Why. Because it has wings. Why. And then, what I’m learning is always the final answer to the string of “why’s”: because of God. (In fact, I now know that the longer it takes you to get to “because of God,” the more intelligent you are. For instance, Aaron and I are discussing someone we know who has diabetes: “Can you believe she can’t eat pizza?” Clara overhears and asks, “Why?” “Because she has diabetes.” “Why.” “Because her body can’t process sugar.” “Why.” “Because her pancreas doesn’t make enough insulin.” “Why.” “Because of God.” “Oh.”)
But the screaming had stopped and we rode the rest of the way to school, strangely contemplative, considering “we” consists of a tired mom, a three-year-old, and an eight-month-old. The car was silent. I remembered why I moved to Alaska. It had something to do with not killing birds on my way to school. The encounter with our physical world was jarring.
My own encounters with the physical world are few, and I think of them as the lime sorbet, what I understand to be a palate cleanser, one eats between courses in the extravagant meal of life. Like everyone else’s, most of the courses I eat happen in words—either words in my head, words I say in class, words said to me, words not said to me. Occasionally, however, I will feel the sun shine or my heart pump or I will smell a flower or the smoke of a prescribed fire. I will hear an ambulance or see someone cry. More often, I will hold my children and feel their soft cheeks on my collarbone. I will mop the floor with Pinesol. I will kiss my husband. The moments when I do not need words are the moments that give words their meaning.

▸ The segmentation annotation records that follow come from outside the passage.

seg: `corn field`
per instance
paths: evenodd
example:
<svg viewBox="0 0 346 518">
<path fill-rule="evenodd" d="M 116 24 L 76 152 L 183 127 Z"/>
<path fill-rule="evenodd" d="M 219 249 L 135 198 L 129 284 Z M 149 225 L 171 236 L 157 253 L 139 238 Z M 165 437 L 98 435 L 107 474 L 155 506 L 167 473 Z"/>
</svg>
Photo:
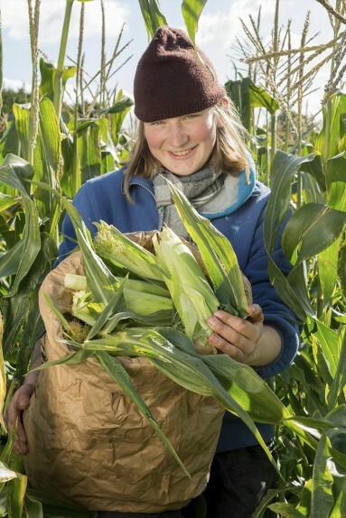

My concern for my students can be wrapped up by something Sherry Turkle said in her book Alone Together: Why We Expect More from Technology and Less from Each Other: It used to be, she says, we would say, “I have a feeling; I want to make a call.” Now, she says, it’s more like, “I want to feel something; I will send a text.”
It’s like my students are living in a world without antecedents—a world where pronouns are only referencing other indefinite, impersonal pronouns. Where words no longer reference real experiences but images or other words. When we live only in language, and that language refers to nothing but itself, we, too, start to live in a kind of nothingness.
Earlier in Of Mice and Men, a couple of the ranch-hands are trying to get an old fellow named Candy to shoot his old dog. They say the dog is too old, a burden to himself and to everyone else. The barn is divided between men who say “no, shoot” and those who say “no, the dog.” Those who say, “I feel something; I will love this old dog” and those who say, “I want to feel something; I will shoot this old dog.” The word “feel” begs for a direct object: I feel this, I feel that, I feel something. It is a word that cannot exist alone, syntactically or otherwise. “I feel feelings” is fleeting; it cannot last. I think if we want to feel something, we have to remember that “something” doesn’t refer to a word inside us but a world around us.